The announcement by a team of searchers that they were ending the comb for the ill-fated MH370 jetliner brought to an end an enduring three-year search, leaving relatives of the passengers of the jet with nothing but the only possible assurance of death of their relatives. These past three years have been exhausting, emotionally for family members, and materially and financially for the three countries that have engaged in the search for the period of time.

The ill-fated airliner was flying to Beijing China from Malaysia on March 8, 2014, when it disappeared from radar barely an hour after taking off. An analysis of satellite radar led analysts to believe the final resting place of the plane is the Indian Ocean. Australia, Malaysia, and China have since constituted a team that has combed the Southern Indian Ocean for the past three years with little or no success. More than twenty pieces of debris have so far been discovered, with only about seven having been confirmed as belonging to the plane, while the major part of the debris is still lying in an unknown final resting place.

In July 2015, a couple of months after the search began, the first debris supposedly belonging to the plane was found on Reunion Island. After a laboratory examination, it was later confirmed to be a flaperon of the MH370. The search appeared to have found a coveted part of the plane when one of the underwater devices used in the search reportedly picked up pings from what was thought to be one of the black boxes of the plane. Another couple of weeks of search, however, produced no result. The latest of the debris, an outboard wing flap, was found in Tanzania in June 2016 after it was washed ashore by sea currents. This was the last positive from the search before the team released a joint statement indicating the search would be coming to an end after the 46,000 SQ km area of the Southern Indian Ocean had been covered. With no new evidence to suggest the need for an extension, the search team has now ended the three-year-long investigation into the fate of the jet, with no positive results.

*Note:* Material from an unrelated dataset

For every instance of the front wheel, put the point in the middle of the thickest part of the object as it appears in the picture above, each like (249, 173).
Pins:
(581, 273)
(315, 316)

Technically, the search for the flight from the official team of searchers made up of Malaysia, China, and Australia ended in July 2016 when the team released a statement indicating a scheduled end. At that point, they appeared to have concluded that no other thing could come from the fund-gulping search. And having rejected a report of a possible final resting place of the MH370 up north the search area in the Indian Ocean as being less specific, the team of searchers appeared to have lost interest in the project.

As an end has now been pronounced on the search and with the team having little or no interest in an extension, the only hope for families and sympathizers of the passengers on board the flight appears to rest with the ability of nature to succeed where technology fails. The fact that some debris of missing airliners have reappeared years after search ended, as well as the fact that some of the debris found so far, were washed ashore is a pointer to the ability of nature providing the much-needed answers in the search for the missing jetliner.

If the words of John Goglia, a member of the US National Transportation Safety Board are anything to go by, there remains a possibility of a privately funded search. However, at the moment, the only hope of ever finding the debris of the jet remains with nature.